Three things happened that day: Boris Ivanov, the famous Russian novelist, slipped on a tuberose at the grand opening ceremony of a new school, fell, and broke his leg; a baby crow fell out of its nest in the mango tree; and I, Layla Roy, aged fifteen years and three days, fell in love with Manik Deb.
The incidents may have remained unconnected, like three tiny droplets on a lily leaf. But the leaf tipped and the drops rolled into one. It was a tiny shift in the cosmos, I believe, that tipped us together—Boris Ivanov, the baby crow, Manik Deb, and me.
I loved this book! It is such a beautifully written book that I couldn’t put it down but somehow I made myself stop to just let the words wash over me and to feel the characters and live with them for some more time. Shona Patel’s storytelling and writing ability is so powerful that it transports you and you can’t get out of that magical place. While reading the book, I felt nostalgic for an era I didn’t even live in. Is it even possible?
In Teatime, we follow Layla’s journey from her laid back life with her grandfather, Dadamoshai to the turbulent times she faces during India’s independence and thereafter. Layla is born under an unlucky start and is orphaned at a very young age. Yet, she is brought up by her wise and forward thinking grandfather to be a smart, educated and independent thinking girl. After marrying Manik Deb, Layla moves to the borders of Assam to live in the tea plantations where her husband works. Overnight she finds out that she is a now a memsahib with a fully staffed bungalow at her disposal and has to look and act accordingly. Soon we see that her relaxed life with her grandfather is over and she has to face many issues arising out of the changing economic situations at that time. Set against the spectacular backdrop of tea plantations, Shona Patel remarkably portrays the contrasts of an idyllic exotic location and it’s flawed society. Through Layla we see the life and times of the local plantation workers as they face racism, poverty, superstition and even politics.

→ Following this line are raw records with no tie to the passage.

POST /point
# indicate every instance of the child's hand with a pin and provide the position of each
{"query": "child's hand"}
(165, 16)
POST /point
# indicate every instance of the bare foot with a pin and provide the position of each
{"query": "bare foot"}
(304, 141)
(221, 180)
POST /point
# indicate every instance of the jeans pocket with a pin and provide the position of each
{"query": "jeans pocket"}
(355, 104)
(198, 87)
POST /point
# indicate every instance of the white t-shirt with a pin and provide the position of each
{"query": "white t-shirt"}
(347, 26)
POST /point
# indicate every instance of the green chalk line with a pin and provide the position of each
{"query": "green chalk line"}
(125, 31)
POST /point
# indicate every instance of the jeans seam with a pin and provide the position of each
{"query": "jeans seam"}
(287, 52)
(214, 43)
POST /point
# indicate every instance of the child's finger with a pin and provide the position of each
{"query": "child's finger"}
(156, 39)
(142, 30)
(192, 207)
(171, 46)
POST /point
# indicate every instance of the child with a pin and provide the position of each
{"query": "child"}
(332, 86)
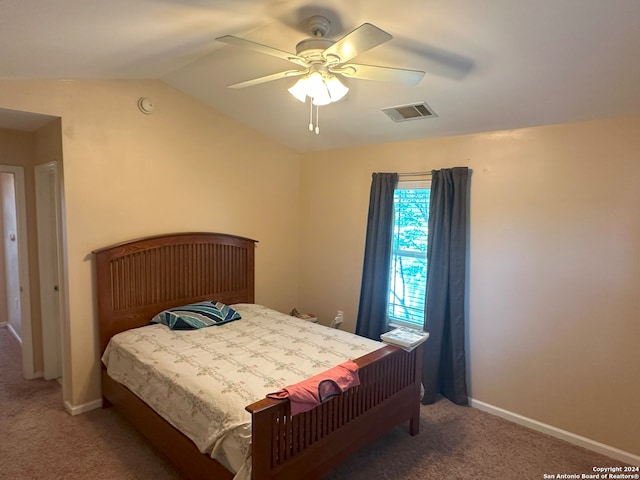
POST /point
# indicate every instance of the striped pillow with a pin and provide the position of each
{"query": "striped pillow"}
(196, 315)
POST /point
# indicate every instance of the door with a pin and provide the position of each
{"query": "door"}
(14, 218)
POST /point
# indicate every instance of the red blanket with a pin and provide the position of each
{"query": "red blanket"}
(314, 390)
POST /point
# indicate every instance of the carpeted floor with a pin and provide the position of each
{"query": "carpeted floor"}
(40, 440)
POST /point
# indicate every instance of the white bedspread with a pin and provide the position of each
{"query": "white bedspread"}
(201, 380)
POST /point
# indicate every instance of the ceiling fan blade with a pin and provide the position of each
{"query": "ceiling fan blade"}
(258, 47)
(269, 78)
(383, 74)
(363, 38)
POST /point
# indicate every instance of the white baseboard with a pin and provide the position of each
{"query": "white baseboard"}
(78, 409)
(572, 438)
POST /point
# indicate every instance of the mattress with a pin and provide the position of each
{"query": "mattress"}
(201, 380)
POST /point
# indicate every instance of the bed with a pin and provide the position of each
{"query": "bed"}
(137, 279)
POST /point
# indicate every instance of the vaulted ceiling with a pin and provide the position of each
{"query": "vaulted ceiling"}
(489, 64)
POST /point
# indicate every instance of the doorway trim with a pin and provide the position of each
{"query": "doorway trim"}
(52, 287)
(23, 267)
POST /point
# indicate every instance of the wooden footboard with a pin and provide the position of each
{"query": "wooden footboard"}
(311, 443)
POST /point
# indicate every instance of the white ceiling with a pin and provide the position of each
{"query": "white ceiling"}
(490, 64)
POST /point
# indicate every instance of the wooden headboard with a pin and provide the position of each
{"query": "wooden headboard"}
(137, 279)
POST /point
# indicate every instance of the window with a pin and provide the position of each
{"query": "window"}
(408, 272)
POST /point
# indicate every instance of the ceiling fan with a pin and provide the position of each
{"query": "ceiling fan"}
(325, 59)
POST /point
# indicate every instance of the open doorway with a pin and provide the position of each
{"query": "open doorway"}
(15, 263)
(27, 142)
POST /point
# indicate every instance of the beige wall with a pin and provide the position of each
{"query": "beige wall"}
(184, 168)
(554, 267)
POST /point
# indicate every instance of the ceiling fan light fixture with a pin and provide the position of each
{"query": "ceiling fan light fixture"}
(322, 89)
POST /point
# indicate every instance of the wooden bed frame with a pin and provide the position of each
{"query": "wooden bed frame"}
(137, 279)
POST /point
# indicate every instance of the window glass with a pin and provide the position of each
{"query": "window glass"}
(408, 273)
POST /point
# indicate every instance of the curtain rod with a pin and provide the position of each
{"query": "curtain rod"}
(414, 174)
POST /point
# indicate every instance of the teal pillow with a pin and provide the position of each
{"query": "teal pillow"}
(196, 315)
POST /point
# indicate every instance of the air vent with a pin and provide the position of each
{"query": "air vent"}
(403, 113)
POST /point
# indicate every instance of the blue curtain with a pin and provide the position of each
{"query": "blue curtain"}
(372, 311)
(444, 369)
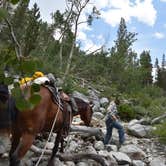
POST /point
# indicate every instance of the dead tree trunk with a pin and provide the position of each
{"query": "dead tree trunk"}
(88, 131)
(78, 157)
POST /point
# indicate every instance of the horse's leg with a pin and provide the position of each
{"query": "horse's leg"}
(23, 146)
(14, 144)
(61, 148)
(55, 149)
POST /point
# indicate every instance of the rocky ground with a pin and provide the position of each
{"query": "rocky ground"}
(85, 149)
(136, 151)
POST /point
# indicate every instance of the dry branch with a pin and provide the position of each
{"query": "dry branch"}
(79, 156)
(91, 131)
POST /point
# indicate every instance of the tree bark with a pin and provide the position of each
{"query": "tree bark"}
(79, 156)
(91, 131)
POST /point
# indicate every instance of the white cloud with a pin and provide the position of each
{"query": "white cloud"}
(159, 35)
(47, 7)
(127, 10)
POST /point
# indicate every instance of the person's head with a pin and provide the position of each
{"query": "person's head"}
(117, 101)
(37, 74)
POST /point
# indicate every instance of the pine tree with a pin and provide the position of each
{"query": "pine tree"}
(122, 58)
(146, 68)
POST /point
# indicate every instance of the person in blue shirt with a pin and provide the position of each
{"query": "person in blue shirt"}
(112, 121)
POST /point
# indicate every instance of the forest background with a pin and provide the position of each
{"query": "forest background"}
(27, 44)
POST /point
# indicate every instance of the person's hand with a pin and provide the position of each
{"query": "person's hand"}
(114, 118)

I fell in love with Layla first and with her grandfather a little later – but these are not the only people who are delightful to read. The other motley of characters that Patel weaves in this story are equally captivating and touching – from Layla’s extended family to her servant staff, her husband’s colleagues and their wives and mistresses – every character is a joy to read – they are real, believable and you can easily picture them in your head with their nuances.
Shona Patel’s prose is lush and lyrical. It transports you to the India in the 1940’s and completely immerses you in that time and place . Layla’s story is funny, adventurous, dangerous and courageous. You would at times wish to stop and savour the moments yet find yourself distraught at the thought of staying away from the beautiful place and characters of this book. A coffee addict myself, after reading this book, I craved for a cup of tea…
Highly recommended! Can’t wait for her next book!